Officiellement déclarée en faillite à la suite d’une panique bancaire, le 10 mars 2023, la triste fin de la Silicon Valley Bank (SVB) n’est pas sans rappeler un autre épisode douloureux de la finance mondiale: la crise économique et financière de 2008 provoquée en juillet 2007 par la crise des prêts hypothécaires à risques, les subprimes, provoquant la chute de Lehmann Brothers en octobre de la même année et débouchant sur une crise financière mondiale sans précédent.
Pour éviter l’effet de panique, rassurer les déposants américains et les banques européennes, l’administration Biden a pris des mesures immédiates pour contenir tout effet de contagion. Déjà, dimanche, les autorités américaines ont annoncé qu’ils vont garantir le retrait de l’intégralité des dépôts des clients de la SVB ; la réserve fédérale américaine (FED) a quant à elle mis sur la table 25 milliards de dollars tout en annonçant sa disposition à prêter des fonds à des banques qui seraient en difficultés pour couvrir les retraites des dépôts clients.
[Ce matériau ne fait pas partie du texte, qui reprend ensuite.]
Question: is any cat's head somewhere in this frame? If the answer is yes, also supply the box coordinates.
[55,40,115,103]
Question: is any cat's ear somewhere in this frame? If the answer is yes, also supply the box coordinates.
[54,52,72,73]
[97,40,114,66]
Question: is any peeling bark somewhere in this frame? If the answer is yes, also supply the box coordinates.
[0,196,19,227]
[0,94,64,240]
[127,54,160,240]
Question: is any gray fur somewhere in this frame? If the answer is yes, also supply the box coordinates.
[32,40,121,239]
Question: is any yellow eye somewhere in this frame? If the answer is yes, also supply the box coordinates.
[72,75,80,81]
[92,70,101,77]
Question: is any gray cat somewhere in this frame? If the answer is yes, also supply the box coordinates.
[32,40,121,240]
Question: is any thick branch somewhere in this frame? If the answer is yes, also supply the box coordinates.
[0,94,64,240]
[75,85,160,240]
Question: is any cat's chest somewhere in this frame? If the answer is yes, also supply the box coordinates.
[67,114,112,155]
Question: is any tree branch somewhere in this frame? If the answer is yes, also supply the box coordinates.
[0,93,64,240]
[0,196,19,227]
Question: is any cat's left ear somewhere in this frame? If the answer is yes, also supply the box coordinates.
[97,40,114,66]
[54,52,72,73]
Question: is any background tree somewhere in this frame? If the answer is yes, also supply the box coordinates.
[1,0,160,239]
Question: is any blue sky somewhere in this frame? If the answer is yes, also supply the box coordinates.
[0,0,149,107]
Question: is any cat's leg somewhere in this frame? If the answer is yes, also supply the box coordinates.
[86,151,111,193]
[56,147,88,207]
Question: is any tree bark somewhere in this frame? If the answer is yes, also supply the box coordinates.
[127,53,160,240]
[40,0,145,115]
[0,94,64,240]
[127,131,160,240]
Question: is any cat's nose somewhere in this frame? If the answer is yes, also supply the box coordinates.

Selon certains spécialistes, les mesures déployées par beaucoup de pays afin de lutter contre l’inflation, notamment les hausses brutales des taux d’intérêt ont contribué à fragiliser les banques. Les pertes de la réserve fédérale américaine évaluées à 600 milliards ont provoqué une crise de confiance et une panique, qui a coïncidé avec une situation intenable pour la Silicon Valley Bank.
Malgré les déclarations du président américain Joe Biden, visant à rassurer, la plupart des grandes places financières européennes et asiatiques ont dévissé ce lundi sous l’effet de la peur d’une contagion.